-2

Here is the data I have in a Pandas DataFrame:

ID | Min | Max
--------------
1  |  1  | 10
2  |  54 | 105
3  |  24 | 0
.  |  .  | .
.  |  .  | .
.  |  .  | .
N  |  X  | Y

Here is the output DataFrame I'm trying to get:

ID | Min | Max | All Numbers in Range
---------------------------------------
1  |  1  | 10  | [1,2,3,4,5,6,7,8,9,10]
2  |  54 | 105 | [54,55,56,...,104,105]
3  |  24 | 0   | [1,2,3,...,22,23,24]
.  |  .  | .   |           .
.  |  .  | .   |           .
.  |  .  | .   |           .
N  |  X  | Y   | [X, ...............,Y]

I can do this with a loop and generate the lists (or Numpy arrays) row by row, but its very slow and it will take two hours to complete with the amount of data I have. I can also do this with Apply, but its no faster than the loop. And I can't seem to figure out how to vectorize this operation so it happens faster.

Here is one of the ways I've tried to vectorize it that didn't work:

def create_list(min, max):
    if max != 0:
        num_list= np.arange(min, max + 1, 1)
    else:
        num_list= np.arange(1, min + 1, 1)

    return num_list


df["num_list"] = create_list(df["min"], df["max])

Which gives me the error: ValueError: The truth value of a Series is ambiguous. Use a.empty, a.bool(), a.item(), a.any() or a.all().
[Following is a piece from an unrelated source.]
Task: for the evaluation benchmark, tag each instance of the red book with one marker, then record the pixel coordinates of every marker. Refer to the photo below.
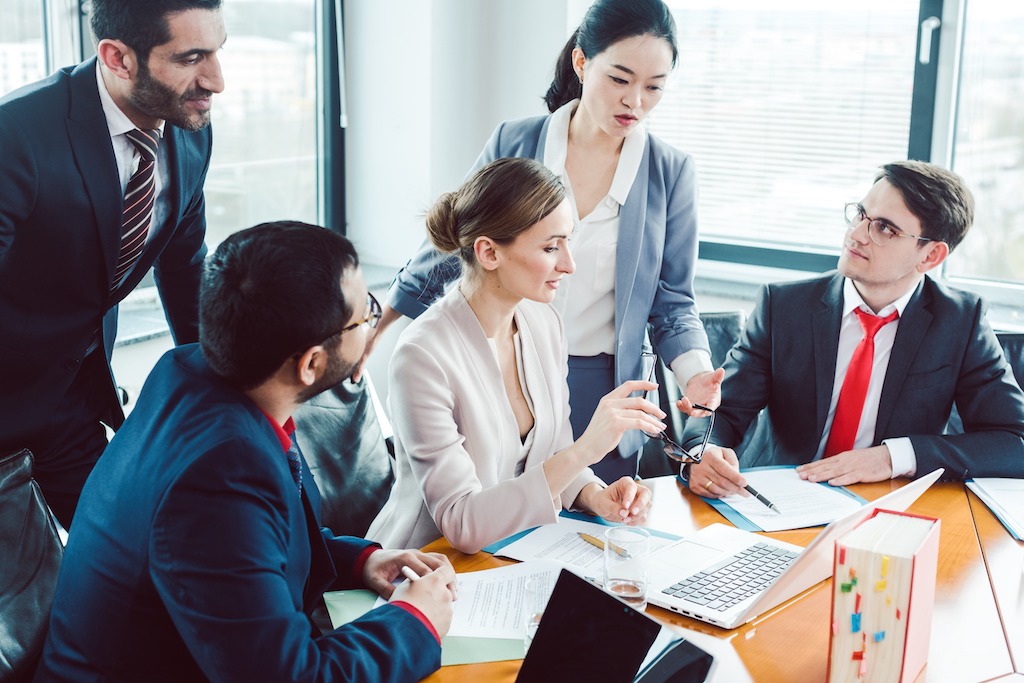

Any help would be appreciated?

Edit: My current solution before posting (no faster than a loop using iterrows):

def create_list(min, max):
    if max != 0:
        num_list= np.arange(min, max + 1, 1)
    else:
        num_list= np.arange(1, min + 1, 1)

    return num_list


df["num_list"] = df.apply(lambda row: create_list(row["min"], row["max"]), axis = 1)
AMC
  • 2,642
  • 7
  • 13
  • 35
  • Does this answer your question? [Truth value of a Series is ambiguous. Use a.empty, a.bool(), a.item(), a.any() or a.all()](https://stackoverflow.com/questions/36921951/truth-value-of-a-series-is-ambiguous-use-a-empty-a-bool-a-item-a-any-o) – AMC Apr 17 '20 at 22:39
  • How big is the dataframe? What are the ranges for? – AMC Apr 17 '20 at 22:39
  • Hi AMC, unfortunately that other post doesn't solve my problem. As for the size of the data, its tens of millions of records. – greatbigfoot Apr 17 '20 at 22:51
  • If it matters I'm also getting the same ValueError when removing the conditions and just trying to use np.arange on the dataframe: np.arange(df["min"], df["max"], 1) np.arange(df["min"].values, df["max"].values, 1) Both of these attempts give ValueError: The truth value of an array with more than one element is ambiguous. Use a.any() or a.all() – greatbigfoot Apr 17 '20 at 22:57

3 Answers3

1

You can do:

def create_list(row):
    if row['max'] != 0:
        num_list= np.arange(row['min'], row['max'] + 1, 1)
    else:
        num_list= np.arange(1, row['min'] + 1, 1)

    return num_list


df["num_list"] = df.apply(create_list, axis=1)
Quang Hoang
  • 146,074
  • 10
  • 56
  • 74
1

Solution

df['All Numbers in Range'] = df.apply(lambda row: range(row['Min'], row['Max']+1) \ 
                                                  if row['Max']!=0 else \
                                                  range(1, row['Min']+1), 
                                      axis=1)

CypherX
  • 7,019
  • 3
  • 25
  • 37
0

You might consider first standardising your data, then performing a more simple operation on all rows.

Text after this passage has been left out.